Thursday, July 26, 2012

What makes a good judge?

I've been showing this summer and I have to say, on the whole the judges are a together group.  The L program is fairly rigorous, and there is an admirable consistency in the way that the L judges evaluate and score a ride. Some are more generous than others but the "scale" is there.  I'm cognizant of the balance they have to achieve as schooling show judges -- be encouraging but be true to the goals and purpose of competition.  The tact they must demonstrate as they talk to the riders is -- well,  I'm impressed. What do I most love in a judge?
  •  judges that come to a schooling show dressed as if they are at Devon. Linen dresses, big hats, tucked in shirts. Shows respect for the facility, the riders, and the show.
  •  judges that have a sense of humor. Comments like "Not Today!" when your horse blows through a movement make me smile.
  • judges that aren't afraid to speak the truth. The most recent R judge I showed under made a theatrical sweep of the hand and said: "Stacey, talk about throwing away points!!!" She wore a big smile as she described the lopsided, five-meters-short-on-one-side trot circle that reduced a nice stretchy trot to a "6."
  • judges that are kind. I saw one rider, new to showing, go off course three times in one test. The judge chided her just a little, but was very kind and encouraging. I saw that rider later in another show, and she did very well.
So, let's raise a glass to one of the things in the dressage system that work well. Kudos!


  1. I hope to be blessed with judges with a sense of humor next week when I take CP to his first show. When I did it with Ozzy, he spent half the test trying to figure out if he should jump the dressage fence and the other half trying to run away from it. The judge wrote, "Good job keeping him in the ring."

  2. What I've always liked are judges who take that, "Been there, done that" approach when things go wrong...those who are well aware that riding a good test takes two willing partners and sometimes the horse just isn't willing. A sense of humor and sense of perspective--sympathy for the rider--make it all so much nicer to compete.

  3. I was just discussing one of my favorite judges with a friend today, who happens to be friends with the judge. I found this particular judge to be very encouraging and kind. She made me feel great without seeming insincere. Our common friend exclaimed that the judge makes it her goal to "make riders want to come back". That's it exactly. I love that quality in a judge.

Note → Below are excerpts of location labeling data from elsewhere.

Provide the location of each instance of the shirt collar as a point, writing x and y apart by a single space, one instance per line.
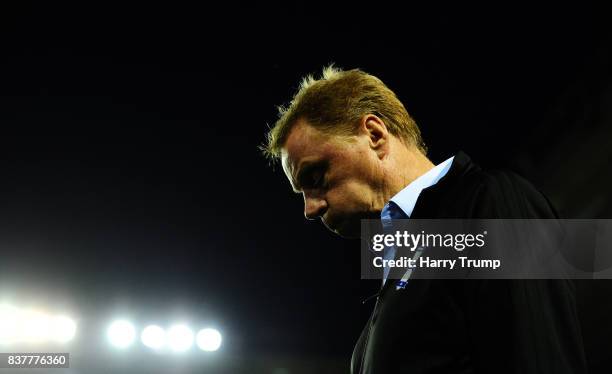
406 199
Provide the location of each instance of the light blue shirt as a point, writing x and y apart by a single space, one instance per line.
402 204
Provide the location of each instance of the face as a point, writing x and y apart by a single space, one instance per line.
340 178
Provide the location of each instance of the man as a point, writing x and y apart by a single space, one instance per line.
348 145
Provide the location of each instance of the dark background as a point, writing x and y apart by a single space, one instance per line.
131 183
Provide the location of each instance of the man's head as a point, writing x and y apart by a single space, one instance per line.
344 142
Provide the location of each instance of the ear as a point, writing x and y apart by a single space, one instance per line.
376 131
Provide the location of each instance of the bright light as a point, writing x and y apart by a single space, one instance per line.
208 339
121 334
180 338
153 337
63 329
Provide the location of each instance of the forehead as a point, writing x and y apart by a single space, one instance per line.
305 144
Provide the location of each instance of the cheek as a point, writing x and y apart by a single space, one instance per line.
349 196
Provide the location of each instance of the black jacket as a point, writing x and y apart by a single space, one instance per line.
474 326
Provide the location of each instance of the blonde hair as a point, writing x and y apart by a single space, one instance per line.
336 102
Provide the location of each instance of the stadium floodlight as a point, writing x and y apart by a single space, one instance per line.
208 339
180 338
63 329
121 333
153 337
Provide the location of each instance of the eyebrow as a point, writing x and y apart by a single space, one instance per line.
305 168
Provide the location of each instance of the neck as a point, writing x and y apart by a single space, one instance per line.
404 168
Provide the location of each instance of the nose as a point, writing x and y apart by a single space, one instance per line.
314 207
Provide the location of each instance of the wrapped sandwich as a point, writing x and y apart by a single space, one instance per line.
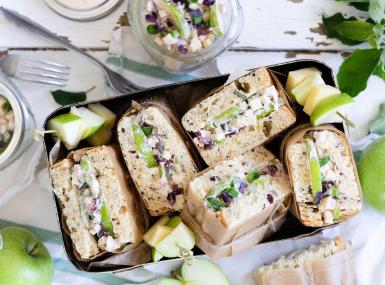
240 116
323 175
235 196
327 263
97 203
156 156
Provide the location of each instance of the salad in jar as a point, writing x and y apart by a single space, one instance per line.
185 26
7 123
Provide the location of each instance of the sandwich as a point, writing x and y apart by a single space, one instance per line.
242 115
324 263
97 204
235 196
323 175
156 156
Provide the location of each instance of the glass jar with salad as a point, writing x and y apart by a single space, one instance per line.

  4. It must not be ridiculously hot where you are. I'm not a big fan of fancy-dressed judges at schooling shows. Be down-to-earth like the rest of us should be.
    Uppity-dressed judges, show managers, and competitors? Those belong in the rated shows.

  5. Oh my goodness! Modern fabrics are so comfortable you can certainly dress cooly, be comfortable, and look professional. It's not like the devon judges are in 3 piece suits. I'm not in favor of wrinkled capris and a tank top which I have seen once. A lot of people commented on it.

  6. I show hunters and my trainer is a judge, I can honestly say she holds these standards. Although I can't show when she judges she is always positive, and will always dress professionally.

  7. Not only are kind hearted judges more fun to ride for, they are MUCH more fun to scribe for. I've done my fair share of scribing at schooling shows, recognized shows, and dressage portions of horse trials, and it makes the day SO much better when the judge is friendly.

    I've scribed for a few who had a stick up their you-know-what and it made the day go by terribly slow.

  8. My mare when I asked for her canter decided to add a series of bucks. The judge wrote: over exuberant in her departure. Made made laugh. I like judges who are kind in their wording.